To let the decoder on the other end of the connection know that the audio stream is in a non-PCM format, the audio driver should set the /AUDIO bit on the S/PDIF transceiver. The decoder reads this bit from the S/PDIF channel-status block to determine whether the data stream is encoded in a non-PCM format. Setting this bit is the only thing special that the driver needs to do to accommodate the non-PCM stream. In every other way, the driver treats the stream as though it contains PCM data.

A number of consumer devices support S/PDIF pass-through transmission, but other digital interfaces such as USB and 1394 can also be adapted for digital pass-through transmission of non-PCM data to external audio decoders.

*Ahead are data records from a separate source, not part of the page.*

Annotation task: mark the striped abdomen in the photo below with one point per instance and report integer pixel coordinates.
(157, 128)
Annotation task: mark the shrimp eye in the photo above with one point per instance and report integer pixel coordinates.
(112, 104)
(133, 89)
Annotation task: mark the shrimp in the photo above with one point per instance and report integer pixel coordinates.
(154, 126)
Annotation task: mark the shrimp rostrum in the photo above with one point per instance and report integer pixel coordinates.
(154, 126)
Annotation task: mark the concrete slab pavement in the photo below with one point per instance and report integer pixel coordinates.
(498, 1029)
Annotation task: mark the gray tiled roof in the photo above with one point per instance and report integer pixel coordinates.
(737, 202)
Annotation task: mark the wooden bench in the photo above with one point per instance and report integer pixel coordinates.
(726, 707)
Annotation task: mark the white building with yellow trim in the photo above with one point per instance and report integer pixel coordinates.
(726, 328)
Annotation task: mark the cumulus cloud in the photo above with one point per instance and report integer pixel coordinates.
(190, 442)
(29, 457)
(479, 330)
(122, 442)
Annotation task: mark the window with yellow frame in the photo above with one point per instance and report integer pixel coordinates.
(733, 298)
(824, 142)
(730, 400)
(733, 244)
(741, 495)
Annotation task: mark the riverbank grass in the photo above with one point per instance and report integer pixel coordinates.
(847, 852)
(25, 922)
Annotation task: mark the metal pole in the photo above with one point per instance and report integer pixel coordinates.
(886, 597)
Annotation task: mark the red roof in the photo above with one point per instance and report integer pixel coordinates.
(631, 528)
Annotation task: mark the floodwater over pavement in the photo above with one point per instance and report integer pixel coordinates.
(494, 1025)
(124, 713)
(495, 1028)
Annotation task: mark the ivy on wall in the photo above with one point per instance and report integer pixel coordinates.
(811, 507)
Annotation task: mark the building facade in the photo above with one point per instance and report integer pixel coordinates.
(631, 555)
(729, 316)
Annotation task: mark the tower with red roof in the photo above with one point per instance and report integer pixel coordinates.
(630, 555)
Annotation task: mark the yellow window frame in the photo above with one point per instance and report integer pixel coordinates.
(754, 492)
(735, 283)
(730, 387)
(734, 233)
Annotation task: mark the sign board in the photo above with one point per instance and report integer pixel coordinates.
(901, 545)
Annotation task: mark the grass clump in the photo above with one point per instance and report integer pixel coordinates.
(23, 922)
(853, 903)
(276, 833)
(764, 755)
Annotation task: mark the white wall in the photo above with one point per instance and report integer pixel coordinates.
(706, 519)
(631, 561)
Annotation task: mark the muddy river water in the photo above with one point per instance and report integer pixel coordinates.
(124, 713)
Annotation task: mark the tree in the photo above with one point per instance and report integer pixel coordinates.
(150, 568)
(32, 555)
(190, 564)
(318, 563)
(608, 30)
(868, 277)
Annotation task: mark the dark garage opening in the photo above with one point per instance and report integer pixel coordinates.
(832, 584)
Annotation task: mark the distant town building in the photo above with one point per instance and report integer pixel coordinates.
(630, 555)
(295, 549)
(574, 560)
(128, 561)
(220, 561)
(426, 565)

Dolby Laboratories introduced the AC-3 (Dolby Digital) compressed audio format in 1992. The first consumer A/V receivers to support AC-3 over S/PDIF became available in about 1997. Software support for the WMA Pro audio stream format became available with the release of the Microsoft Windows Media 9 Series technology in 2003. A/V receivers that support WMA Pro-over-S/PDIF were introduced in 2003.

In Windows XP and later, the waveOut, DirectSound, and DirectShow APIs support non-PCM formats. The DirectSound and waveOut APIs are implemented in such a way that any PCM or non-PCM format that the driver exposes is automatically available to clients of these APIs.